What is mereological universalism?
Mereological universalism—hereafter universalism—is the thesis that necessarily, any (material) objects whatsoever compose another (material) object. But if universalism is true, there is something composed by the Taj Mahal, the Stanley Cup, and Michael Jackson’s nose.
What is gunk in philosophy?
In mereology, an area of philosophical logic, the term gunk applies to any whole whose parts all have further proper parts. That is, a gunky object is not made of indivisible atoms or simples. Because parthood is transitive, any part of gunk is itself gunk.
What is mereological reductionism?
Mereological reductionism is a doctrine to say that the whole can be reduced to the parts. But the mereological reductionist encounters at least two serious objections. One is dilemma style objection, and the other is so-called sinkhole objection.
Is proper Parthood Irreflexive?
Parthood is thus neither reflexive nor irreflexive. Parthood is thus neither reflexive nor irreflexive.

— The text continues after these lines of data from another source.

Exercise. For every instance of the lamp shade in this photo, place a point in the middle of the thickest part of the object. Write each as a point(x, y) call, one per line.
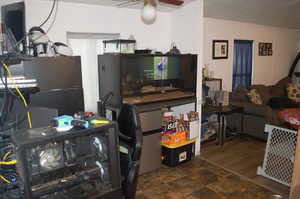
point(148, 13)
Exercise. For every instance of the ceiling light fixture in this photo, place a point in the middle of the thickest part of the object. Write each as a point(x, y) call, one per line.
point(149, 12)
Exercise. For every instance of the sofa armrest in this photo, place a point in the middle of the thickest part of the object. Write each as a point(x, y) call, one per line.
point(255, 109)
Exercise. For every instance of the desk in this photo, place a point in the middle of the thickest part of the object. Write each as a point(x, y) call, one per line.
point(222, 112)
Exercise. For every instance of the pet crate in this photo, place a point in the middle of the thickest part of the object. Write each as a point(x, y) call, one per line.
point(279, 155)
point(80, 163)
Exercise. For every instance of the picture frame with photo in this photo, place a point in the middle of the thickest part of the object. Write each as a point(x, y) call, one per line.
point(220, 49)
point(265, 49)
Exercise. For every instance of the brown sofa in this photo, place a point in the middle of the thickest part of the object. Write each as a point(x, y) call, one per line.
point(256, 116)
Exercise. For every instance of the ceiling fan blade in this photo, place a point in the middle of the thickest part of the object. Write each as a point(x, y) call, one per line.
point(128, 3)
point(173, 2)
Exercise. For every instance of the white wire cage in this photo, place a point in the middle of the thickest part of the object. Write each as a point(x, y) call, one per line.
point(279, 157)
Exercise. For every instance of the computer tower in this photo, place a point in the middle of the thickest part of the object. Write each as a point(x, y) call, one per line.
point(80, 163)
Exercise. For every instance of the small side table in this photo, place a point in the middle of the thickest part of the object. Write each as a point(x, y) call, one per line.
point(222, 112)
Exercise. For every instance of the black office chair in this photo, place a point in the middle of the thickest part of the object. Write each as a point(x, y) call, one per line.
point(130, 140)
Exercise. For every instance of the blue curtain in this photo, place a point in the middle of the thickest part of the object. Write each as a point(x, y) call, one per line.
point(242, 63)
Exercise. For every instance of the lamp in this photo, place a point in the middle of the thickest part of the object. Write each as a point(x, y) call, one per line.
point(149, 11)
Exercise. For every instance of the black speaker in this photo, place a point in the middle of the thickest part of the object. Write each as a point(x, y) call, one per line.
point(80, 163)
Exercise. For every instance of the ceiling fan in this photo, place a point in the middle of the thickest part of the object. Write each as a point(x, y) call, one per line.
point(125, 3)
point(148, 13)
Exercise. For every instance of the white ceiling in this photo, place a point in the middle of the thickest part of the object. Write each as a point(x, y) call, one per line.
point(161, 6)
point(283, 13)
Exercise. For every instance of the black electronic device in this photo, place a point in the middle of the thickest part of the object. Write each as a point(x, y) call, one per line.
point(80, 163)
point(13, 17)
point(59, 80)
point(129, 76)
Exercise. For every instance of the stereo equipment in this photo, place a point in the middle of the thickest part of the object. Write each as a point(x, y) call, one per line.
point(80, 163)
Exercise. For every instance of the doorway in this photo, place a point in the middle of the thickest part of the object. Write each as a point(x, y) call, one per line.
point(88, 46)
point(242, 63)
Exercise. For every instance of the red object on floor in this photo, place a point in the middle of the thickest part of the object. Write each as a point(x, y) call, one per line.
point(290, 116)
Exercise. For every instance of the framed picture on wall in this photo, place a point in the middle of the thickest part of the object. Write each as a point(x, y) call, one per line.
point(220, 49)
point(265, 49)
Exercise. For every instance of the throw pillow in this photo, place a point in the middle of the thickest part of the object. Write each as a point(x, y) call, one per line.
point(293, 91)
point(254, 97)
point(281, 102)
point(279, 89)
point(263, 91)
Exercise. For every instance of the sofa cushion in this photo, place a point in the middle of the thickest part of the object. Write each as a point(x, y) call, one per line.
point(264, 92)
point(281, 102)
point(293, 92)
point(279, 89)
point(290, 116)
point(255, 97)
point(239, 94)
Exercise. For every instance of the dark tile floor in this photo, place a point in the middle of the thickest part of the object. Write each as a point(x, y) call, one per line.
point(197, 179)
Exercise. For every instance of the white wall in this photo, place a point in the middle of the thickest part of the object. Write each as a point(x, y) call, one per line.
point(266, 69)
point(187, 33)
point(73, 17)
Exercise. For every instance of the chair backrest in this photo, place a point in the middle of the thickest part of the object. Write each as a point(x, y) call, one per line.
point(130, 130)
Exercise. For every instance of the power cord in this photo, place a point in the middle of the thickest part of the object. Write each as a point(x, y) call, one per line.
point(20, 94)
point(50, 14)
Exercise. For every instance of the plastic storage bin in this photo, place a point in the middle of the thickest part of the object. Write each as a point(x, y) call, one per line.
point(173, 155)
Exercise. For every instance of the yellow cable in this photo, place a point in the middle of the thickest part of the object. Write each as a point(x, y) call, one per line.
point(8, 163)
point(4, 179)
point(6, 155)
point(19, 92)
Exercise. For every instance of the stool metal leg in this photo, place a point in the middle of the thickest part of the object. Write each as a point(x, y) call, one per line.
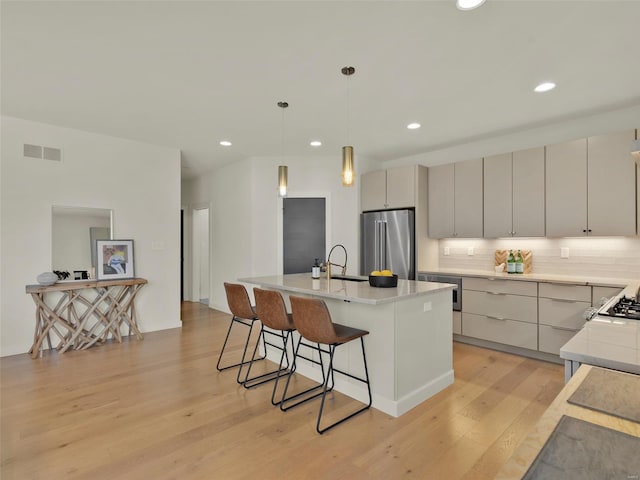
point(273, 375)
point(247, 323)
point(365, 380)
point(285, 399)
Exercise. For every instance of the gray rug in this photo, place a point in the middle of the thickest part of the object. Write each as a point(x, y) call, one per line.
point(581, 450)
point(610, 392)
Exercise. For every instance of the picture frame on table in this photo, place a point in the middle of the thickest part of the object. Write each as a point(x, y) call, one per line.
point(114, 259)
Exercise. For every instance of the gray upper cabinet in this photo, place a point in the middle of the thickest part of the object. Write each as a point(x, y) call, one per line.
point(455, 200)
point(590, 187)
point(469, 199)
point(528, 193)
point(386, 189)
point(611, 184)
point(566, 189)
point(441, 201)
point(514, 194)
point(498, 196)
point(373, 190)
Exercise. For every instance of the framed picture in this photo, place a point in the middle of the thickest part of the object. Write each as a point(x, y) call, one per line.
point(114, 259)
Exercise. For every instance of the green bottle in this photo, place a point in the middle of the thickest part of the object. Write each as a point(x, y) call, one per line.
point(519, 262)
point(511, 263)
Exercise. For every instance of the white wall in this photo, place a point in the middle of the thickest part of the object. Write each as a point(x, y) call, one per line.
point(139, 182)
point(548, 133)
point(245, 214)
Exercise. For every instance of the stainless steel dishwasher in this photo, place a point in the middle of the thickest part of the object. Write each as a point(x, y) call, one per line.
point(457, 281)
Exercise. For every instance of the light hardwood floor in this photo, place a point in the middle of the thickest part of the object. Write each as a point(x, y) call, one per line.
point(158, 409)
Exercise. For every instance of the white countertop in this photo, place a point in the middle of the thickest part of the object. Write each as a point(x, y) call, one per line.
point(608, 342)
point(537, 277)
point(359, 292)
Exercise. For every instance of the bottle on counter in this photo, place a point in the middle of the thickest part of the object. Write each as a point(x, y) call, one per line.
point(315, 270)
point(519, 262)
point(511, 263)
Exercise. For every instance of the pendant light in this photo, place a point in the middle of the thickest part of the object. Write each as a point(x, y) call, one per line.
point(282, 169)
point(635, 150)
point(347, 151)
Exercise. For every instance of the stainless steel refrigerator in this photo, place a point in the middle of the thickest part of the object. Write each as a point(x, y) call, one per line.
point(387, 242)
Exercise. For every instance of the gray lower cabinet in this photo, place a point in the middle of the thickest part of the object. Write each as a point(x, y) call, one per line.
point(457, 322)
point(561, 310)
point(539, 316)
point(501, 311)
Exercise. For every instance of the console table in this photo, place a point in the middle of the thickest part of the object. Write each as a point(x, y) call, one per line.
point(83, 313)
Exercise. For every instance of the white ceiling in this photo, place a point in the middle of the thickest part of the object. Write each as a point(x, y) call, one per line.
point(189, 74)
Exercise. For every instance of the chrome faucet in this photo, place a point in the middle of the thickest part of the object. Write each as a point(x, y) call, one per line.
point(344, 267)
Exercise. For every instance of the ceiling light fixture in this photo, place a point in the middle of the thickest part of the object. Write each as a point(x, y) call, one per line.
point(283, 169)
point(347, 151)
point(544, 87)
point(635, 150)
point(468, 4)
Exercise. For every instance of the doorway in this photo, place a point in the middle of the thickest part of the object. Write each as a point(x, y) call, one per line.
point(303, 233)
point(200, 270)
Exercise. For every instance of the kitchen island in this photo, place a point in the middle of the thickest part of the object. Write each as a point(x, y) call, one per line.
point(409, 346)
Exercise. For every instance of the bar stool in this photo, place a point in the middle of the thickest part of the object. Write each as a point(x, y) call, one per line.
point(242, 314)
point(313, 321)
point(273, 314)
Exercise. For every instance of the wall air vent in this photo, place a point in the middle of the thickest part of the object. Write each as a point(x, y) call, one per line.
point(42, 153)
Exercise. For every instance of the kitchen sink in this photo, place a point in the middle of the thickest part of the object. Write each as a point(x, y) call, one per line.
point(349, 278)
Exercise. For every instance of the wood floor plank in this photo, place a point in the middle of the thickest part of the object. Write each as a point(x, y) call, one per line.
point(158, 409)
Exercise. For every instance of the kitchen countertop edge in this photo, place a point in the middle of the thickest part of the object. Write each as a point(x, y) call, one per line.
point(359, 292)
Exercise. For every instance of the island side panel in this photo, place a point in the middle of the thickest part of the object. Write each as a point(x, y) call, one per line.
point(424, 348)
point(379, 346)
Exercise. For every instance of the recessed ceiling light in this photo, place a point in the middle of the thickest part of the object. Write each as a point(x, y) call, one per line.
point(545, 87)
point(468, 4)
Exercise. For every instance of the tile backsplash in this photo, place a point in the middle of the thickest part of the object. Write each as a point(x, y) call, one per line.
point(610, 257)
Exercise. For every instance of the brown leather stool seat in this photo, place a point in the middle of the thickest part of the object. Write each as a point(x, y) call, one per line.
point(273, 315)
point(242, 314)
point(313, 322)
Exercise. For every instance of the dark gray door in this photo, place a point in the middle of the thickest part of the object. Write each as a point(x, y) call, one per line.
point(304, 233)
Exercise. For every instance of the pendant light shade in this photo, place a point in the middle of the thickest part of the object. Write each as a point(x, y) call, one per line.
point(283, 171)
point(282, 180)
point(348, 173)
point(347, 166)
point(635, 150)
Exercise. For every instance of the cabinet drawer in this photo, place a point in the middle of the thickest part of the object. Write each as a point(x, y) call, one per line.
point(552, 339)
point(457, 323)
point(580, 293)
point(561, 313)
point(499, 285)
point(599, 293)
point(501, 305)
point(509, 332)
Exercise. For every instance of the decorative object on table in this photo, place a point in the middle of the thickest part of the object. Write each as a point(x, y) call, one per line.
point(114, 259)
point(80, 275)
point(383, 279)
point(501, 256)
point(47, 278)
point(62, 275)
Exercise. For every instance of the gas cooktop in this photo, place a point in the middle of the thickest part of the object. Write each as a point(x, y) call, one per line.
point(625, 307)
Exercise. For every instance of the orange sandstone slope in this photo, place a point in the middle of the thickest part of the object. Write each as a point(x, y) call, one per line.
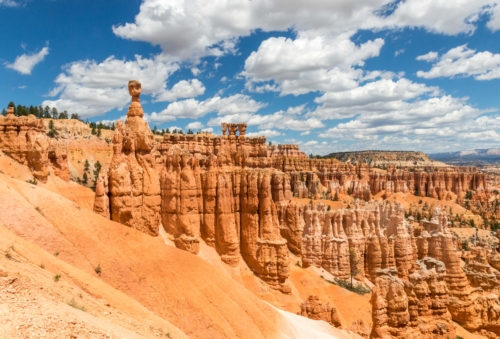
point(175, 285)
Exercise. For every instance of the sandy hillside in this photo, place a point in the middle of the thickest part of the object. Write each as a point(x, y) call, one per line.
point(187, 292)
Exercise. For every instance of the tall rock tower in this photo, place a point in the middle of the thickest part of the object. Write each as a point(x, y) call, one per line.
point(129, 192)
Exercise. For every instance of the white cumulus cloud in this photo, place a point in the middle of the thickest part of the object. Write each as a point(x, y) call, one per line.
point(25, 63)
point(182, 89)
point(192, 108)
point(90, 88)
point(463, 61)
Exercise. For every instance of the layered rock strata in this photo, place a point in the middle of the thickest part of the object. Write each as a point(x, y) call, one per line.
point(23, 138)
point(472, 307)
point(129, 192)
point(414, 308)
point(313, 308)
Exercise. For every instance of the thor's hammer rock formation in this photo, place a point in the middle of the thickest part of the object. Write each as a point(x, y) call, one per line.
point(129, 192)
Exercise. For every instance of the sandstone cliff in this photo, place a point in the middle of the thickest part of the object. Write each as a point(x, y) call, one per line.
point(129, 192)
point(386, 158)
point(23, 139)
point(236, 194)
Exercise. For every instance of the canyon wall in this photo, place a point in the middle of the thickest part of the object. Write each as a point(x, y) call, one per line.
point(237, 195)
point(24, 140)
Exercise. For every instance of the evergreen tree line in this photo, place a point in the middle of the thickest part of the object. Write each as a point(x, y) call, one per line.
point(40, 112)
point(174, 131)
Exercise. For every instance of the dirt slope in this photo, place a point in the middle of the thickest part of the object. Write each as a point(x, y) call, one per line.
point(175, 285)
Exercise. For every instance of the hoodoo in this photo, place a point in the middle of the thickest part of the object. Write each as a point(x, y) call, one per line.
point(24, 140)
point(239, 196)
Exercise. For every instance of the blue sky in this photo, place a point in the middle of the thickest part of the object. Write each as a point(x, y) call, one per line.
point(328, 75)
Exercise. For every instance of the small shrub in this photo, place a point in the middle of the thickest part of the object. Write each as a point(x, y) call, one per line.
point(98, 269)
point(32, 181)
point(358, 289)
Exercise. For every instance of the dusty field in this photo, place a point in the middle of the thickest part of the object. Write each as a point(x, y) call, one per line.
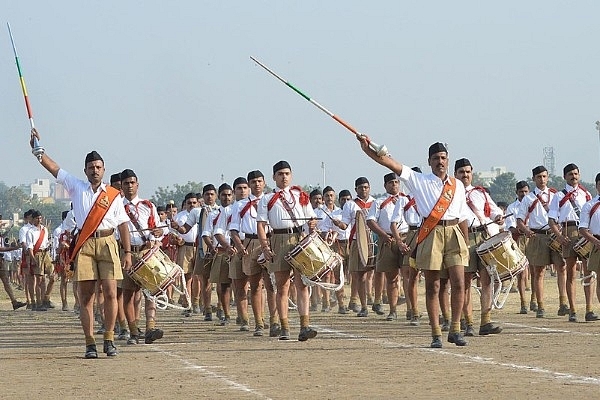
point(41, 355)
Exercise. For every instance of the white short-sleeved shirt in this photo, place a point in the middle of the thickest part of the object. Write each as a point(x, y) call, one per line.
point(427, 189)
point(538, 217)
point(383, 217)
point(142, 214)
point(83, 199)
point(277, 216)
point(591, 222)
point(567, 212)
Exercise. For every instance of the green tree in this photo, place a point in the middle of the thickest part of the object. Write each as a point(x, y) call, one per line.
point(165, 194)
point(502, 187)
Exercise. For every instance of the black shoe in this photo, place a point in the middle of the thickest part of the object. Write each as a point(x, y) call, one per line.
point(436, 343)
point(18, 304)
point(469, 331)
point(590, 316)
point(90, 351)
point(109, 348)
point(275, 330)
point(306, 333)
point(457, 339)
point(284, 335)
point(152, 335)
point(378, 309)
point(362, 313)
point(563, 310)
point(489, 329)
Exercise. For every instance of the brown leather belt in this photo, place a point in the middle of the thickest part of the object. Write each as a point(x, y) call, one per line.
point(447, 222)
point(541, 231)
point(287, 231)
point(103, 233)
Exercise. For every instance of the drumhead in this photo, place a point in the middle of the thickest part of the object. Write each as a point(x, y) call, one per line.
point(362, 237)
point(493, 243)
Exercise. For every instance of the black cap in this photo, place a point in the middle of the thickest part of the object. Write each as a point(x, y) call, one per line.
point(208, 187)
point(240, 181)
point(328, 189)
point(224, 186)
point(538, 170)
point(521, 184)
point(569, 167)
point(93, 156)
point(115, 178)
point(360, 181)
point(254, 174)
point(436, 148)
point(281, 165)
point(389, 177)
point(128, 173)
point(461, 162)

What is Supervenience Physicalism?
As he said in 1970, “supervenience might be taken to mean that there cannot be two events alike in all physical respects but differing in some mental respects, or that an object cannot alter in some mental respects without altering in some physical respects.”
Who is the championed the theory of Organicism?
At the turn of the 18th-century, Immanuel Kant championed a revival of organicisitic thought by stressing, in his written works, “the inter-relatedness of the organism and its parts[,] and the circular causality” inherent to the inextricable entanglement of the greater whole.